1.1.2. Trabalhos acadêmicos a respeito da revista Nova Escola
Diversos trabalhos foram realizados especificamente sobre a revista Nova Escola,
porém, com objetivos que divergem daquele que me proponho a tratar no presente estudo.
Selecionei-os em função de apresentarem alguma ligação com o estudo que desenvolvi, ou,
ainda, por terem colaborado de alguma maneira para o seu desenvolvimento. Tais trabalhos
possuíam os seguintes objetivos:
a) analisar o processo de produção do discurso construtivista nesse periódico
(VIEIRA, 1995);
b) examinar a questão da diferença na educação (COSTA, 2003);
c) desenvolver considerações sobre as relações entre mídia e a fabricação de
identidades sociais na constituição de um discurso sobre a profissão do magistério
(COSTA, 2000);
1 A revista Nova Escola, como se verá, consiste na segunda revista de maior tiragem no Brasil.
21
d) analisar o discurso de alfabetização presente no periódico como constituídos das
subjetividades dos leitores (MARZOLA, 2000) e (LIMA, 2001);
e) examinar as relações existentes entre a revista Nova Escola no período de 1986 a
1995 e o ensino de história (MORRONE, 2003); e
f) analisar as formas como a revista Nova Escola apreende e divulga aos professores
uma série de saberes pautados nos Saberes Pedagógicos (BARROS, 2006).
Embora tenham se dedicado ao exame de questões diferentes daquela que constitui
o cerne de minha pesquisa, alguns desses trabalhos apresentam aspectos que se articulam
com questões bastante caras a pesquisa por mim realizada. Dentre eles, destaco o de Costa
(2003) e o de Barros (2006).
Interessada em apresentar uma reflexão sobre as relações entre mídia e fabricação
de identidades sociais, Costa (2003) pretende com o artigo Mídia, magistério e política
cultural “expor uma breve amostra de como a revista Nova Escola opera na fabricação de
uma representação do magistério como ocupação feminina e no exercício de processos de
subjetivação da professoras.” (COSTA, 2003:75)
Embora aborde aspectos ligados ao processo desencadeado pelas estratégias
lingüístico-discursivas empregadas na revista, a autora apresenta um trabalho que se
diferencia em dois aspectos fundamentais do estudo por mim realizado: a) a ausência de
análise de dados, os quais são apresentados “en passant”, por meio de citações que
justificam as constatações obtidas pela pesquisadora, e b) a opção adotada por Costa de
examinar os elementos que permitem a constituição de padrão de referência para o
exercício da docência tendo como pano de fundo a questão de gênero.
O procedimento adotado por Costa faz com que seu estudo incida em aspectos que
não foram relevantes na pesquisa por mim realizada. Em minha pesquisa dediquei-me ao
exame do processo de identificação instaurado a partir da leitura da revista Nova Escola
numa abordagem em que tal processo é compreendido para além das diferenciações de
gênero, mas sim como constitutivo do ser humano.

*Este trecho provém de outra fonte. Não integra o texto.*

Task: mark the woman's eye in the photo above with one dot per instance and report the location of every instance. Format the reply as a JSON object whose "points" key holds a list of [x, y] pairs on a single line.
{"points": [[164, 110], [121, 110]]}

A diferença que venho de mencionar, no entanto, não impediu que Costa
apresentasse em seu trabalho questões que são examinadas com mais vagar no estudo por
mim desenvolvido. Dentre elas, por exemplo, um importante componente do modelo de
professora ideal por mim identificado na revista Nova Escola: a articulação do padrão de
22
exercício da docência divulgado nesse periódico com um padrão de comportamento ligado
à subserviência. Tal aspecto, que se manifesta, entre outros aspectos, no tom prescritivo
que apresentado nos relatos de experiência por meio do exame desses textos à luz da
Teoria Polifônica da Enunciação (Cf. cap. 3).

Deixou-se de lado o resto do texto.